United States of America, Plaintiff-appellee, v. John Danton Long, Defendant-appellant, 483 F.2d 1390 (5th Cir. 1973)Annotate this Case
Tom A. Edenfield, Savannah, Ga., Court-appointed for defendant-appellant.
R. Jackson B. Smith, Jr., U. S. Atty., Augusta, Ga., Lamar C. Walter, Asst. U. S. Atty., Savannah, Ga., for plaintiff-appellee.
Before WISDOM, AINSWORTH and CLARK, Circuit Judges.
Appellant Long was convicted by a jury of knowingly making a false and fictitious statement in connection with the acquisition of a shotgun from a licensed firearms dealer in violation of 18 U.S.C. §§ 922(a) (6), 924(a). Appellant stated in connection with the acquisition that he had not been convicted of a crime punishable by imprisonment for a term exceeding one year. At the time of the acquisition, however, appellant was on parole under a twenty-year sentence for a prior conviction. Appellant claims several errors in his conviction in the district court. After a careful review of the record, we are convinced that the district court committed no reversible error and we affirm the judgment of conviction.

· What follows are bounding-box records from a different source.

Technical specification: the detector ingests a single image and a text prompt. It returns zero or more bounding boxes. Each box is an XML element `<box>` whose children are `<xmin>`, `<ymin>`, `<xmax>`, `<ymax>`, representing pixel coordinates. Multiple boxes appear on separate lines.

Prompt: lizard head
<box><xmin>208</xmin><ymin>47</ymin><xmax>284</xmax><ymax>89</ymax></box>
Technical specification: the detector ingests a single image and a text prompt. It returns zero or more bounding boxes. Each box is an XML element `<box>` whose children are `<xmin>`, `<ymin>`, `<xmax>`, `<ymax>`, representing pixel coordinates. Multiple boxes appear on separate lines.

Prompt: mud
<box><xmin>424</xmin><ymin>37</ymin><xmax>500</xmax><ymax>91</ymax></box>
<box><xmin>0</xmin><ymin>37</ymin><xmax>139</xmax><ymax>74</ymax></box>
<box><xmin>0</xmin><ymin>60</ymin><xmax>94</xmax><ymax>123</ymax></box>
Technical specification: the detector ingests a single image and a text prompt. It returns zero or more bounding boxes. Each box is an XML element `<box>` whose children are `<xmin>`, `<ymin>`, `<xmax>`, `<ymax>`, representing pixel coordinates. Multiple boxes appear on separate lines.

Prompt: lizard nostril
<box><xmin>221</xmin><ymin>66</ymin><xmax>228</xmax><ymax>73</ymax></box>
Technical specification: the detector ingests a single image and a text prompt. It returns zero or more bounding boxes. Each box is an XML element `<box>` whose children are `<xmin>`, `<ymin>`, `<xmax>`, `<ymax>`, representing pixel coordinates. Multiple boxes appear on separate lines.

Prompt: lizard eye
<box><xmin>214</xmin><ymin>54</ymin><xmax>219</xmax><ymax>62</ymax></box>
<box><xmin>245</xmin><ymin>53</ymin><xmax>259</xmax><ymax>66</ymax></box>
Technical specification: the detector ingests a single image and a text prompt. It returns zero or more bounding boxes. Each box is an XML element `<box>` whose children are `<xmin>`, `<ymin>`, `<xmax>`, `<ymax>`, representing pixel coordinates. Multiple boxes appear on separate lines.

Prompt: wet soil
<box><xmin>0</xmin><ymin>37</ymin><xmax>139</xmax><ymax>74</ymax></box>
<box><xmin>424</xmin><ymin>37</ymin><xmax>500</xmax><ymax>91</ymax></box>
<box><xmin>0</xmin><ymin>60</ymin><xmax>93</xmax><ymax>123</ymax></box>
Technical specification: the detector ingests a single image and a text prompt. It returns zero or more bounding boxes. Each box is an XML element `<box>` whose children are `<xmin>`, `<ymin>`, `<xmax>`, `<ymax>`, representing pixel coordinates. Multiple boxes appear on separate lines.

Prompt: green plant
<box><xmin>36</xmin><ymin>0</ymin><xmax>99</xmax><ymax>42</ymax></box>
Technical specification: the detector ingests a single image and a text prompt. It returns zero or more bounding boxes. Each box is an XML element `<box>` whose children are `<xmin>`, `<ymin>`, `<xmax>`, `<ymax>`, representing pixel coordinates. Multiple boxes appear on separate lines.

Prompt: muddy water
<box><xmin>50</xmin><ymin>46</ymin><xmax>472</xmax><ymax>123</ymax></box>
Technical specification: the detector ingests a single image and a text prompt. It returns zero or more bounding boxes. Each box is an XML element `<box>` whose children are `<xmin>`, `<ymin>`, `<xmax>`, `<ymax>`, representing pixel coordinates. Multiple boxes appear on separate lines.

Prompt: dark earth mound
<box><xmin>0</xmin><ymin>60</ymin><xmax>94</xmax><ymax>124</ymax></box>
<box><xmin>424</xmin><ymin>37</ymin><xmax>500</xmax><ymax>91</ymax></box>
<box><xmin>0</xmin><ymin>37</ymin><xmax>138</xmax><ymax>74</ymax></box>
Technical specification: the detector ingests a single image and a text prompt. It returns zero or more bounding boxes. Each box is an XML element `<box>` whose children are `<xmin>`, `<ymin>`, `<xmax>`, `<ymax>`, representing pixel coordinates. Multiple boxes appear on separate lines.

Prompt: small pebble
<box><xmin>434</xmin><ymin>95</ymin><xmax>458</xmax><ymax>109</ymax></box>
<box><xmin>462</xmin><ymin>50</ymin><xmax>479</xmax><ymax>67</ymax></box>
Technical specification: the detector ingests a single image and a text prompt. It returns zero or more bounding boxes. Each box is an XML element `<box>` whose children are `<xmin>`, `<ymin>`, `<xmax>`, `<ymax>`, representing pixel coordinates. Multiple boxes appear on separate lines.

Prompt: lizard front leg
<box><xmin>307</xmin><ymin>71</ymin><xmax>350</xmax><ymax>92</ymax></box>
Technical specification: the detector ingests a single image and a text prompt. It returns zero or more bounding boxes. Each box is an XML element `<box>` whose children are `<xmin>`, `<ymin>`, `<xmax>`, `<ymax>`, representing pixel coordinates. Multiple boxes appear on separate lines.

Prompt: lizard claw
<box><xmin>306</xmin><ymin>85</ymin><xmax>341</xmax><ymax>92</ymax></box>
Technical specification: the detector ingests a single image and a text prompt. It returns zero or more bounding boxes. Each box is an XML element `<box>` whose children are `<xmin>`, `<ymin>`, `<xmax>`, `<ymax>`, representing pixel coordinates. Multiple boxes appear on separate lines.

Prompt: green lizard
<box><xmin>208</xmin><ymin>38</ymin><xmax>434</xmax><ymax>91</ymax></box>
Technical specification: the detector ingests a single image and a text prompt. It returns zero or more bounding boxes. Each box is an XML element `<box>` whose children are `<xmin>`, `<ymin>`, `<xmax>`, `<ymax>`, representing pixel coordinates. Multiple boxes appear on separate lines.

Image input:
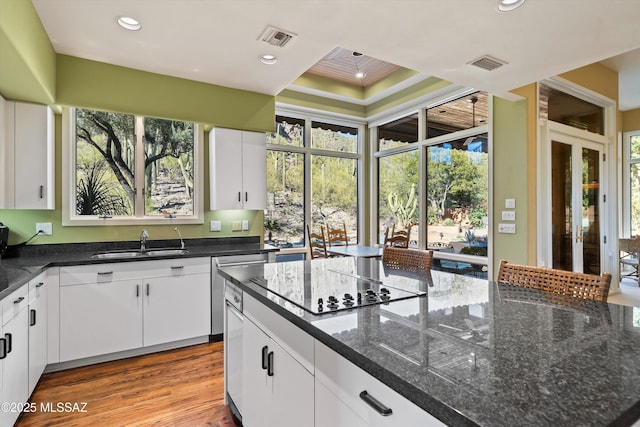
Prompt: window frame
<box><xmin>267</xmin><ymin>106</ymin><xmax>366</xmax><ymax>252</ymax></box>
<box><xmin>62</xmin><ymin>107</ymin><xmax>204</xmax><ymax>226</ymax></box>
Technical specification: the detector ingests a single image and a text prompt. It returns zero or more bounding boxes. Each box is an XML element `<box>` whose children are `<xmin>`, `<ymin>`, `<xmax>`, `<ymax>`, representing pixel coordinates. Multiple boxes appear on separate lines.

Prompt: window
<box><xmin>63</xmin><ymin>108</ymin><xmax>203</xmax><ymax>225</ymax></box>
<box><xmin>265</xmin><ymin>115</ymin><xmax>361</xmax><ymax>247</ymax></box>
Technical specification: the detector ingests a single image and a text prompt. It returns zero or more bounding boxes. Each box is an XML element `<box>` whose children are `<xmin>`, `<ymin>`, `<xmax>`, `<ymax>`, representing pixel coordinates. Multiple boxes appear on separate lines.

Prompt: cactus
<box><xmin>387</xmin><ymin>184</ymin><xmax>418</xmax><ymax>227</ymax></box>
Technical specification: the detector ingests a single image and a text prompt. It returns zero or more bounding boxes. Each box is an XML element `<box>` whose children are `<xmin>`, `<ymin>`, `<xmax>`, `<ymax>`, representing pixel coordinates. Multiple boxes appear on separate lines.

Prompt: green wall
<box><xmin>0</xmin><ymin>0</ymin><xmax>275</xmax><ymax>244</ymax></box>
<box><xmin>491</xmin><ymin>97</ymin><xmax>535</xmax><ymax>274</ymax></box>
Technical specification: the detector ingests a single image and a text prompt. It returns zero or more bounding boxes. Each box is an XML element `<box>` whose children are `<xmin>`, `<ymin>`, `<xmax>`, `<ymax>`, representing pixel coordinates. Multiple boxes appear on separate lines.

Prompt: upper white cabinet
<box><xmin>209</xmin><ymin>128</ymin><xmax>267</xmax><ymax>210</ymax></box>
<box><xmin>0</xmin><ymin>99</ymin><xmax>55</xmax><ymax>209</ymax></box>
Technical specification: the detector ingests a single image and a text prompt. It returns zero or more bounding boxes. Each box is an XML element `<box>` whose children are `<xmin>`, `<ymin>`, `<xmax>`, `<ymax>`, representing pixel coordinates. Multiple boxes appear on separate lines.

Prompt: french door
<box><xmin>546</xmin><ymin>130</ymin><xmax>606</xmax><ymax>274</ymax></box>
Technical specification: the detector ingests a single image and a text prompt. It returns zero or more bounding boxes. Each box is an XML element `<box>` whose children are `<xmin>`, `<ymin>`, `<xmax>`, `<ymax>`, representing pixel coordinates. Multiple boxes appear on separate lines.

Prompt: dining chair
<box><xmin>326</xmin><ymin>222</ymin><xmax>349</xmax><ymax>247</ymax></box>
<box><xmin>382</xmin><ymin>246</ymin><xmax>433</xmax><ymax>273</ymax></box>
<box><xmin>497</xmin><ymin>260</ymin><xmax>611</xmax><ymax>301</ymax></box>
<box><xmin>384</xmin><ymin>223</ymin><xmax>413</xmax><ymax>248</ymax></box>
<box><xmin>307</xmin><ymin>224</ymin><xmax>328</xmax><ymax>259</ymax></box>
<box><xmin>618</xmin><ymin>237</ymin><xmax>640</xmax><ymax>286</ymax></box>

The record affirmatively shows that the shotgun was purchased from a licensed firearms dealer holding federal firearms license No. 58-3536 and that the false statement made by appellant was on an approved firearms transaction record, Form 4473. See 26 C.F.R. Sec. 178.124 (1972). Admission of testimony concerning appellant's subsequent purchase of a revolver was proper because it was used for impeachment purposes. There was no reversible error when, on cross-examination of appellant, the district court ruled out a question concerning an alleged threat by appellant against his mother and sister. Evidence concerning appellant's prior conviction and parole status was properly introduced and was admissible to show that one of the conditions of appellant's parole was that he not own firearms. Finally, there was no merit to appellant's motion for a new trial.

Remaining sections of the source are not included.